For homeowners facing high monthly mortgage payments, selling your house and walking away from the mortgage may be the only option. However, even after selling your home, you may not be safe from mortgage collectors, who may still have the legal right to recover the unpaid balance on the mortgage despite the fact that the home is not longer in your name.
What is a Short Sale?
Borrowers who are unable to make their monthly mortgage payments sometimes have the option of selling their homes for less than the amount they owe on it, in order to at least recover some of the value. This is called a “short sale,” and has become more common since the mortgage crisis, causing mortgage lenders to take more aggressive action to recover the unpaid mortgage balances.

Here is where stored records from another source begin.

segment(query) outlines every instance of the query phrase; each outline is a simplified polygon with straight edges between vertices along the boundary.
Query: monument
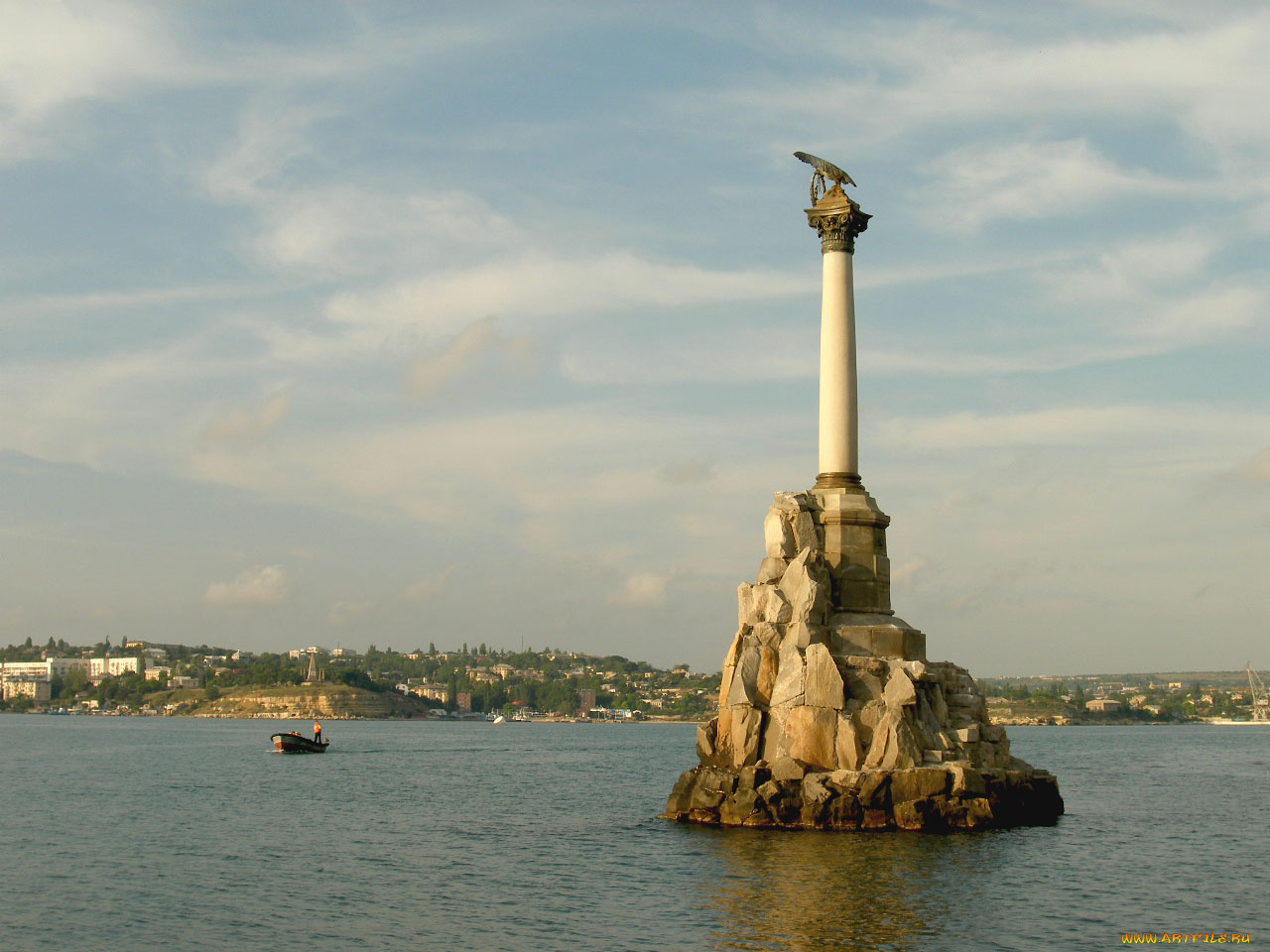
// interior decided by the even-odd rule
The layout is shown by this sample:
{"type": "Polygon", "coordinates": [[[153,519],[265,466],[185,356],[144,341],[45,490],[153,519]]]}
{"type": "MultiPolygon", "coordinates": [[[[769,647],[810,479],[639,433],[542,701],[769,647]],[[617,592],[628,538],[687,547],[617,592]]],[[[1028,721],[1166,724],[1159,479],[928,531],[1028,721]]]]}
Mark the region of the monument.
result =
{"type": "Polygon", "coordinates": [[[1058,783],[1010,754],[974,679],[928,661],[890,607],[886,527],[859,466],[852,255],[869,215],[851,178],[813,166],[820,237],[819,473],[776,493],[742,583],[719,715],[664,816],[725,826],[950,830],[1053,823],[1058,783]],[[832,185],[831,185],[832,183],[832,185]]]}

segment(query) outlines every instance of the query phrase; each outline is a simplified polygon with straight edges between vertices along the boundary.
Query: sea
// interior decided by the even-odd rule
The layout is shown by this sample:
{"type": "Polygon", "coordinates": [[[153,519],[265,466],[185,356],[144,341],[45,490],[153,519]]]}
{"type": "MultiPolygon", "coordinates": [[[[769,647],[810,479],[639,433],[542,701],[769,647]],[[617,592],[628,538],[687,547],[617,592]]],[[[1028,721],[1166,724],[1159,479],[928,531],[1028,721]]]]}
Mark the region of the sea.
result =
{"type": "Polygon", "coordinates": [[[0,715],[0,949],[1270,948],[1270,729],[1011,727],[1067,815],[940,835],[660,820],[692,725],[309,726],[0,715]]]}

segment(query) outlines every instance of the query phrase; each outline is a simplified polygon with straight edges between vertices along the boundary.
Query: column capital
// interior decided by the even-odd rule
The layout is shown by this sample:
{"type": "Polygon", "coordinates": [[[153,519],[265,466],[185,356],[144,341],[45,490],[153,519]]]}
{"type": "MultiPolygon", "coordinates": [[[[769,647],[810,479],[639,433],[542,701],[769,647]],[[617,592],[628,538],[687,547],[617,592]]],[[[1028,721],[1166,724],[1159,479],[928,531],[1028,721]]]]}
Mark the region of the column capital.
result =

Many homeowners believe that once they “turn in the keys” on their mortgaged property, they also relinquish all obligations to pay the remaining mortgage. While often this is the case, as lenders realize that homeowners who reach this point have very little income or assets left, there has recently been an increase in the attempts by collection agencies to recoup these losses.
Negative Equity on the Rise
This problem is expected to continue in the next year, as over 10 million homeowners are believed to currently owe more on their homes than the homes are worth. If you have a mortgage and do not have any other option than a short sale or a foreclosure, be sure to talk to your lawyer or make sure that there is an agreement between you and your mortgage lender before simply walking away from your mortgage.
In a press release from the Consumer Credit Counseling Service (CCCS) of Greater Atlanta, Director and professor of law Frank Alexander advised that “no homeowner should ever simply ‘walk away’ or ‘turn in the keys’ without receiving a document that absolves them of all liability.” Take the necessary steps to get the documentation and protect yourself against a post-foreclosure lawsuit, so when you walk away you know that your unpaid mortgage balance will not follow you.